Aliens can be defined for different foreign languages; for example, while Alien is used to interface with C, we also have a class called ObjectiveCAlien that can be used to interface with ObjectiveC, which is the native language on MacOS X. C Aliens and ObjectiveC Aliens do not interfere with each other, and when/if we need to add Java Aliens or CLR Aliens we can do that as well.

The alien approach is also a good fit with security: one need not be concerned that code may bypass high level language safety guarantees by calling out to C; untrusted code can be prevented from doing that, simply by not providing any Alien library objects to it.

Newspeak’s C Alien implementation is fast, but also dangerous. An alien is basically a blob of memory. The user of an Alien is responsible for interpreting and accessing that data correctly. There is no checking being done for you.

Tangent: It's worth noting that the basic Alien layer may evolve further; for example, we aren't thrilled with the practice of subclassing Alien. It's not clear if the Alien class really needs to change, or just the pattern of using it.

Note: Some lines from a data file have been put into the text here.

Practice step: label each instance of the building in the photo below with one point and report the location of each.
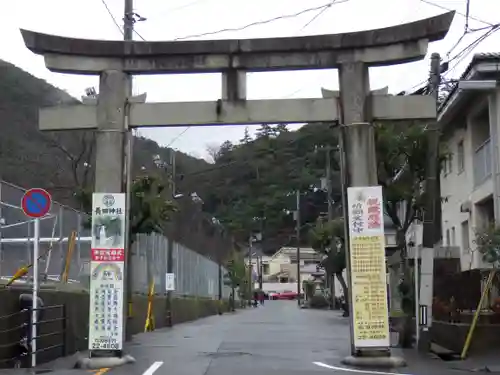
(470, 120)
(279, 271)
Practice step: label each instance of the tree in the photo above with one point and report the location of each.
(328, 238)
(213, 151)
(253, 180)
(401, 158)
(246, 137)
(149, 207)
(265, 130)
(281, 128)
(77, 150)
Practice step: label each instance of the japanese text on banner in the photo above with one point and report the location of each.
(107, 272)
(368, 268)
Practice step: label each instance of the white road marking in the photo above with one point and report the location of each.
(346, 369)
(152, 369)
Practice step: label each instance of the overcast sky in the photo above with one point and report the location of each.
(171, 19)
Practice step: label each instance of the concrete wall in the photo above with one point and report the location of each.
(452, 336)
(77, 306)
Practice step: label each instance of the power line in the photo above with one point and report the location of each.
(258, 23)
(178, 136)
(112, 16)
(320, 13)
(456, 11)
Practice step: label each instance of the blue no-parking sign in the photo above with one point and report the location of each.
(36, 203)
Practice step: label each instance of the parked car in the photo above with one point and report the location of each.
(287, 295)
(273, 295)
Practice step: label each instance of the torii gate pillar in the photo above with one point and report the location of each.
(351, 53)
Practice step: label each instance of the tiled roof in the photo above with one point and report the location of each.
(476, 59)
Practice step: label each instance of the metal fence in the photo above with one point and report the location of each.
(16, 252)
(195, 274)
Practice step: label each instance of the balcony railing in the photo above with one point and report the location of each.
(482, 163)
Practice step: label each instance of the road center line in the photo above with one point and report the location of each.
(346, 369)
(152, 369)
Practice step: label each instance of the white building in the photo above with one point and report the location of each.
(471, 121)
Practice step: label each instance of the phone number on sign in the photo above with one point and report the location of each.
(105, 344)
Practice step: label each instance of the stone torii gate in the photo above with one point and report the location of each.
(351, 53)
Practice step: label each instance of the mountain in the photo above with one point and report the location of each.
(251, 186)
(56, 161)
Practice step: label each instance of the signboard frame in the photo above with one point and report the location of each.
(107, 272)
(170, 282)
(31, 205)
(370, 312)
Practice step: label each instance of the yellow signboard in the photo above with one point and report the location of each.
(368, 268)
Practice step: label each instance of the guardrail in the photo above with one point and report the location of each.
(15, 336)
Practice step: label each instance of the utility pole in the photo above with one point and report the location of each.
(297, 230)
(331, 278)
(170, 247)
(432, 218)
(250, 269)
(128, 30)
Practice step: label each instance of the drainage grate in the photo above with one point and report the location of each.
(224, 354)
(448, 357)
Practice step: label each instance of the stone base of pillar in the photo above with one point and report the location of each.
(374, 359)
(94, 363)
(424, 342)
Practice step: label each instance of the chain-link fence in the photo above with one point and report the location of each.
(16, 251)
(195, 275)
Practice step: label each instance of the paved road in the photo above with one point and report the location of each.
(276, 339)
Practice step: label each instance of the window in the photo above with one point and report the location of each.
(460, 157)
(265, 269)
(465, 237)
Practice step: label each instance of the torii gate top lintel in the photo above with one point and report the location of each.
(307, 52)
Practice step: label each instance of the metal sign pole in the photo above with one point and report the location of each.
(36, 252)
(417, 294)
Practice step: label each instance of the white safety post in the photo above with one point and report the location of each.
(36, 254)
(417, 297)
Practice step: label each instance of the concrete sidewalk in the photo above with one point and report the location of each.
(275, 339)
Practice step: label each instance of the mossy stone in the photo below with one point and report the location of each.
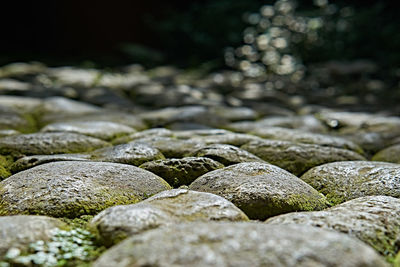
(372, 219)
(165, 208)
(183, 171)
(297, 158)
(261, 190)
(343, 181)
(48, 143)
(240, 244)
(75, 188)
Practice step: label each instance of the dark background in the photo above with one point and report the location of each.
(150, 32)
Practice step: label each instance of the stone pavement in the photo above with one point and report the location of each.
(161, 168)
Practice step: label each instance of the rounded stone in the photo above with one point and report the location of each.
(32, 161)
(49, 143)
(132, 153)
(179, 172)
(298, 158)
(166, 208)
(19, 231)
(99, 129)
(171, 147)
(240, 244)
(298, 136)
(389, 154)
(261, 190)
(74, 188)
(226, 154)
(372, 219)
(343, 181)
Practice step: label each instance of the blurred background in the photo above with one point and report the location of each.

On top of this foundation, safer and/or more convenient abstractions can be built. We have built objects that support not just methods corresponding to the functions of an API, but also methods that provide factories for the various datatypes used in the function’s signatures, including those defined by macros. These objects wrap the basic alien API, and help with error prone book keeping - converting between Newspeak types (e.g., Strings) and foreign types, freeing aliens after use etc.

At the moment, both the declarations of low level aliens and higher level APIs are constructed manually, which is tedious and error prone. We’ve been planning on a higher level tool called CSlick, which would allow you to specify a set of .h files and the requisite DLLs, and obtain an object that supports the desired functions automatically.

As a first approximation, you could think of CSlick as a function:

CSlick: List -> List -> ForeignAPI

The signature above is deliberately curried, because you may actually want to be able to specify just the header files, and later bind different DLLs to provide the actual functionality, just as a .h file can be associated with different .c files.

When this will happen is anyone’s guess right now; but Vassili has done this before (in the context of Lisp) and I’m sure he can do it again.

The resulting foreign API should incorporate the low level alien API, and, as much as possible, a higher level API as well.

The CSlick implementation will need to know how to parse C header files, and how to reflectively manufacture the low level code that actually invokes the C functions. Fortunately we have a strong parsing infrastructure, so that isn’t as daunting as it sounds.

When I’ve told people about CSlick, they often mention SWIG. However, I believe CSlick can be made substantially easier to use than SWIG. SWIG has to cope with multiple languages, each with a pre-existing story on how to do foreign calls. In contrast, we can integrate CSlick more tightly with the language. Ultimately, that should translate to a simpler model for the user.

The key take away is that objects are all you really need to interact with foreign programming languages. They are better than built in language constructs in terms of ease of use, security, and multiple language support. As usual, less is more.